Cleanup pages for pages that use 'term' without a language

Cleanup pages for pages that use 'term' without a language

Hi! Do you think you could add something to your bot so that entries that use {{term}} without specifying a language are added to a cleanup list? {{term}} doesn't actually default to English like many people might expect, but instead it defaults to 'no language'. It's not strictly an error, but from a usability point of view it's less than optimal, and it would be better I think if most of those cases could be fixed.
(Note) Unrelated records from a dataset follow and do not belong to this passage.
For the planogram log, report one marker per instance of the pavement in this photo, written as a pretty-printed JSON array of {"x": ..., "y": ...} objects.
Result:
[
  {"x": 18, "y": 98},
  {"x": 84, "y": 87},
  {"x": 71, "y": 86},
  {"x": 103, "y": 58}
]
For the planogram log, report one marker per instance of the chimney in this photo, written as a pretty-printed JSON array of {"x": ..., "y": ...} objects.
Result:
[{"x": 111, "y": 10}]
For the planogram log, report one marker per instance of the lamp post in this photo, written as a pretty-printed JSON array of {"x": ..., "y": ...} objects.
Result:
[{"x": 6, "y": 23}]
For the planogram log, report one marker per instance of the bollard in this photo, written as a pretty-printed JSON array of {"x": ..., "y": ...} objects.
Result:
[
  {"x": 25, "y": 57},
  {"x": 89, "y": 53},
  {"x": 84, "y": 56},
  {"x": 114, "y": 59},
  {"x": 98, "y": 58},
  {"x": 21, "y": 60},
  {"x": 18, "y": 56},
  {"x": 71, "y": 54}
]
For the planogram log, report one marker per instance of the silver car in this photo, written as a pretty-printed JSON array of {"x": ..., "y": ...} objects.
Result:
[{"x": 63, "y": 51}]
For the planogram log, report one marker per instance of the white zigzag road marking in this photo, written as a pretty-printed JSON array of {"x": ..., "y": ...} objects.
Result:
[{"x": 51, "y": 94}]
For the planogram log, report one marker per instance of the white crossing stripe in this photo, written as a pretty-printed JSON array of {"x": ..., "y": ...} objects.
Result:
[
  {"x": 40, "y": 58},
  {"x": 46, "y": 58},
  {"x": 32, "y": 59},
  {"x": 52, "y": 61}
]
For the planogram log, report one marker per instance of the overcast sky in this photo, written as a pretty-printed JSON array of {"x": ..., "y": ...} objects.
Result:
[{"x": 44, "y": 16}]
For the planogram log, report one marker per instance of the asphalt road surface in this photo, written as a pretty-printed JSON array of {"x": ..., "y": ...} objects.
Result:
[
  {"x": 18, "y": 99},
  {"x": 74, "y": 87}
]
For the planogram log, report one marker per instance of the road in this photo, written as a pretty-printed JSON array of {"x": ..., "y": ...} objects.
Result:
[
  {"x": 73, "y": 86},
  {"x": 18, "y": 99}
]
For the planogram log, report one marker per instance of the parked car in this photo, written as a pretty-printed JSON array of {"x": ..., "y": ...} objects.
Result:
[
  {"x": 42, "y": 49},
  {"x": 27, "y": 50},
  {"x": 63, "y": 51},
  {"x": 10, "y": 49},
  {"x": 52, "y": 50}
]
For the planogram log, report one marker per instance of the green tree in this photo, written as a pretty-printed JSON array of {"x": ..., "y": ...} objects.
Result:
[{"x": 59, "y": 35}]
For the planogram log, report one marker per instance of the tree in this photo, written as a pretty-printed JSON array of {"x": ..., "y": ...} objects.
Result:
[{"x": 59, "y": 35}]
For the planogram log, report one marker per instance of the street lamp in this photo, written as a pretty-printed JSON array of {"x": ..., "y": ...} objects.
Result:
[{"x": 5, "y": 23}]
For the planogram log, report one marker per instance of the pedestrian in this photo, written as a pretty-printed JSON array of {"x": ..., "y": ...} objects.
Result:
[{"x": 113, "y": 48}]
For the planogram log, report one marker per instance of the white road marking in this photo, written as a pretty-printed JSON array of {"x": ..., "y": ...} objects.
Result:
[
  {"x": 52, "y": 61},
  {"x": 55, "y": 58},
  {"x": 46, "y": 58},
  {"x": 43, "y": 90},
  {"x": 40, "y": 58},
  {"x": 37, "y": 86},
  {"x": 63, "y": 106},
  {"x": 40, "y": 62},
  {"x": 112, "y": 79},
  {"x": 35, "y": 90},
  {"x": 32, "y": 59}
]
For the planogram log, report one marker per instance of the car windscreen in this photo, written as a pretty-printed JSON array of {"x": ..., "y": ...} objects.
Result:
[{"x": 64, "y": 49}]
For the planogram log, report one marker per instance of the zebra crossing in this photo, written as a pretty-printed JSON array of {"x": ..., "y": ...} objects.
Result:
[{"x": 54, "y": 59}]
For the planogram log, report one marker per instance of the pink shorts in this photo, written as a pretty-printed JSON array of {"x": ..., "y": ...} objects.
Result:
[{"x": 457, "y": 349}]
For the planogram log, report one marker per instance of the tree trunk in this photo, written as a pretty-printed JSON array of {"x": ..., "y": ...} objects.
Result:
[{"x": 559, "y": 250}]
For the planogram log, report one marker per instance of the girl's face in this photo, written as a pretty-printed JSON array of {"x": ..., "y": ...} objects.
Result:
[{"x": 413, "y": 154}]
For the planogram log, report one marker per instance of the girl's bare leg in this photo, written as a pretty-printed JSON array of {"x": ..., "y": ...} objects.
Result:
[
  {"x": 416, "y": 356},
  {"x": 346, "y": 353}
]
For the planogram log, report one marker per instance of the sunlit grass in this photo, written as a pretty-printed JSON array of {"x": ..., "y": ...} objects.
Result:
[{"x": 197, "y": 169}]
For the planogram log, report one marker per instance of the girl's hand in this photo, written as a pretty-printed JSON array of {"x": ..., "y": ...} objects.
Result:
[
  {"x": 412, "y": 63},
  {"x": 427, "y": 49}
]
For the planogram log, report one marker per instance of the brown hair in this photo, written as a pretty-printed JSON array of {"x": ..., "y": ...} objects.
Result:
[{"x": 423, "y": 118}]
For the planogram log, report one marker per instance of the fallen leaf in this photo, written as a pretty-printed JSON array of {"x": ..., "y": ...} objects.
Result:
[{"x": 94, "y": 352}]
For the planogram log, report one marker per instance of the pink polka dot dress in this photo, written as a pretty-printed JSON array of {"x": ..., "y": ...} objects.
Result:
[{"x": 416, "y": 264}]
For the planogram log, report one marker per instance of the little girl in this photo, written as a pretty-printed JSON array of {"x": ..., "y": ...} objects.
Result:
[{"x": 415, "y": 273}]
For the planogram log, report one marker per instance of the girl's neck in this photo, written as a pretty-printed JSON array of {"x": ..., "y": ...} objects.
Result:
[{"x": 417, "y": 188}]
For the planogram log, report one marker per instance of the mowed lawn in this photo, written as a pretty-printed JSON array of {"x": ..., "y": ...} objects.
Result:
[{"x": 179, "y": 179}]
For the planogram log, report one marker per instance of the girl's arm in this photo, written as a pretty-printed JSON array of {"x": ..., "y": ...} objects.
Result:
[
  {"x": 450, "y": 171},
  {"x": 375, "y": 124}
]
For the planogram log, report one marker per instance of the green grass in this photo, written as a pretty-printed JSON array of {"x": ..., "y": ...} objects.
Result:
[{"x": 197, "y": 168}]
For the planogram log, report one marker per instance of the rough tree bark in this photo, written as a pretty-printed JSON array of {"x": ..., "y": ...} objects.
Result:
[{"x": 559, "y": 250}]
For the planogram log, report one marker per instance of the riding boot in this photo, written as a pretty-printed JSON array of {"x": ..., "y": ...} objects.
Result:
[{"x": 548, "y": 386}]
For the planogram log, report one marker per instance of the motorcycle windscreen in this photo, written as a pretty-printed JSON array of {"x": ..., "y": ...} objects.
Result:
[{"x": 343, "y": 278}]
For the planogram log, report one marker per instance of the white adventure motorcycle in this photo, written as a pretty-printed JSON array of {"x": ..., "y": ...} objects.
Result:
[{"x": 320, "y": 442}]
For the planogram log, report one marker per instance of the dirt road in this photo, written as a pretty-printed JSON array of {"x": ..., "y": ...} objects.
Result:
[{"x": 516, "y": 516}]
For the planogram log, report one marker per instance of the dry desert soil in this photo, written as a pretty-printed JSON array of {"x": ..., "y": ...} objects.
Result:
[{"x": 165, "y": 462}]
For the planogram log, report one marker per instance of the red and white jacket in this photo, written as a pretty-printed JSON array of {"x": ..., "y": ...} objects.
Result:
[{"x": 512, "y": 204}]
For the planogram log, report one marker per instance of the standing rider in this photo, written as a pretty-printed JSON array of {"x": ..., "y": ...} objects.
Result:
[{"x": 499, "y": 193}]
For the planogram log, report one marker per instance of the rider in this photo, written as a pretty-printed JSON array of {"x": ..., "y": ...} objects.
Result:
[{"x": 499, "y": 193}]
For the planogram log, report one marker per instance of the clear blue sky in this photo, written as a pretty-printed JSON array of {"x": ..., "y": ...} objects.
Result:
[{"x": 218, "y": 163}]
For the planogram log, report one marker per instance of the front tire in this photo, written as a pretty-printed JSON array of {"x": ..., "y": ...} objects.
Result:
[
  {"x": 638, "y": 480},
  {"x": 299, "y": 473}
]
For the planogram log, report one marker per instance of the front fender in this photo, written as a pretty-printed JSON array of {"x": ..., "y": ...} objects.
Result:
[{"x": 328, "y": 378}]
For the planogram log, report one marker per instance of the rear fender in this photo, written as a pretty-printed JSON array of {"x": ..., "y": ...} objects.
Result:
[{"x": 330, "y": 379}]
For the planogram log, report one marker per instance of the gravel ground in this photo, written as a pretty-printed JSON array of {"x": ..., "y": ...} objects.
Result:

I already tried to make a list using categories a few days ago, but there ended up being so many (well over a hundred thousand!) so it seemed hopeless. But I think maybe your bot would be better suited because it can subdivide the entries and make them more manageable. Of course, we can't actually say what language {{term|water}} is supposed to link to... so I think for now the best way to subdivide the entries would be based on what language section the template appears in. So, if a German section contains {{term|water}}, add it to the subpage for German entries. (Wiktionary:Todo/Temp without language/German?) It would probably be a good idea to make further subpages by letter as well, so if Wasser contains {{term|water}} it would be listed on Wiktionary:Todo/Temp without language/German/w.

What do you think of this idea? Is it doable?

CodeCat12:57, 7 June 2012

It's pretty simple to construct using regular expressions. I used =German==([^-]|-[^-])+\{\{term(\|(?!lang=)[^\|\}]+)+\}\} to construct one for German just using AutoWikiBrowser. (Did you want "term" in the title instead of "temp" or were you planning on expanding this to other templates that should have language parameters). It's probably better for someone to just run this regexp for languages for which there's cleanup interest (non-English would be the most bite-sized). Once the backlog has been whittled down then it can be easily be turned into a periodic, maintenance cleanup-list.

Bequw τ12:48, 16 June 2012

Oh yes that was a mistake, sorry. I meant 'term'. I can't use AWB because it's only for Windows, but I could probably do the same with Python. I don't really know how the XML dumps work though, could you explain it a bit maybe?

CodeCat13:39, 16 June 2012

mw:Manual:Pywikipediabot has a module xmlreader that you can use to parse the xml dump into pages. Other tools are mentioned at m:Data dumps.

Bequw τ13:52, 16 June 2012